I tend to agree with @CAM-Gerlach. I expect that anyone posting on here knows enough not to blindly trust pip install cgi, but given how widely used Python is, it’s easy to imagine that plenty of people will jump from import cgi to pip install cgi.

2 Likes

I know this might be asking a lot of the Steering Council, but given that these module names are of great import, perhaps they should appoint the maintainers who would control them.

1 Like

I’m not a SC member, but the impression I got from the previous PEP 594 discussion and SC comments surrounding it was that as the modules are no longer supported by the CPython and the Python core developers, it should be up to the community to self-organize and maintain one or more PyPI versions of the module in question if there’s sufficient interest in doing so, and the SC/core dev team needn’t and shouldn’t be officially involved. For example, it was initially part of the PEP proposal to maintain a separate official repo for the deprecated modules (as some suggested here), but that was later rejected. It seems to me that formally appointing a new maintainer to control the name would invoke similar concerns.

And in any case, that involves essentially the same issues as described above (having to pick a winner, confusion over whether the package is “official” or supported by the core team, long term security and maintenance implications, accidental installations, etc) for putting the PyPI admins in that position, just with the SC in its place. By contrast, it seems to me that can be avoided by just keeping the names reserved, and letting the community interested in and responsible for the old module sort things out.

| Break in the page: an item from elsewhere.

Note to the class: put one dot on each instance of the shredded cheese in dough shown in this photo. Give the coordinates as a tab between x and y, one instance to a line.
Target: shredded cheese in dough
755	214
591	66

@brettcannon , as both a SC member and the current author of PEP 594, and also involved in discussions concerning the stdlib’s future, we’d love to hear your thoughts here!

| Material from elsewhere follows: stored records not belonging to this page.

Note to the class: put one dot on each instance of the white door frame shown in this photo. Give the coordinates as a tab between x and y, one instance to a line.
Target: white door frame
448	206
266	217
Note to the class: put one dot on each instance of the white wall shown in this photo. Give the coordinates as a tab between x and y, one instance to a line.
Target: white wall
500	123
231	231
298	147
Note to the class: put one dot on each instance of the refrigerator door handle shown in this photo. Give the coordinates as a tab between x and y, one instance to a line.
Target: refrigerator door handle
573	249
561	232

I recommend a blanket ban on the stdlib names and encourage backports to publish under suitable names such as “backport-nntplib” etc

5 Likes

Given how core Python works it might be easier to pitch as just having the core team control these names, rather than a set of individuals.

I think the proposal would basically be to have the names of standard library modules reserved by the core team, and having users request their release if a module gets taken out.

The main question this brings, I think, is if the core should actually be the party responsible for this, as opposed to the PyPI security team, for example.

Personally, I don’t really care much about who is doing it, as long as someone is (and is a trusted party, naturally).

Could you share your reasons for this? It seems to me that it would be best to first discuss and decide on whether we want to be handing out stdlib names to third-party maintainers in the first place before getting into the weeds of who would be responsible for doing so. The central thesis of the OP (and several others here) is that the potential benefits of doing so are outweighed by the costs, and the alternative and de-facto status quo—third party community backports selecting their own third-party PyPI names—should continue instead, so it would be helpful to understand how you see things differently. Thanks!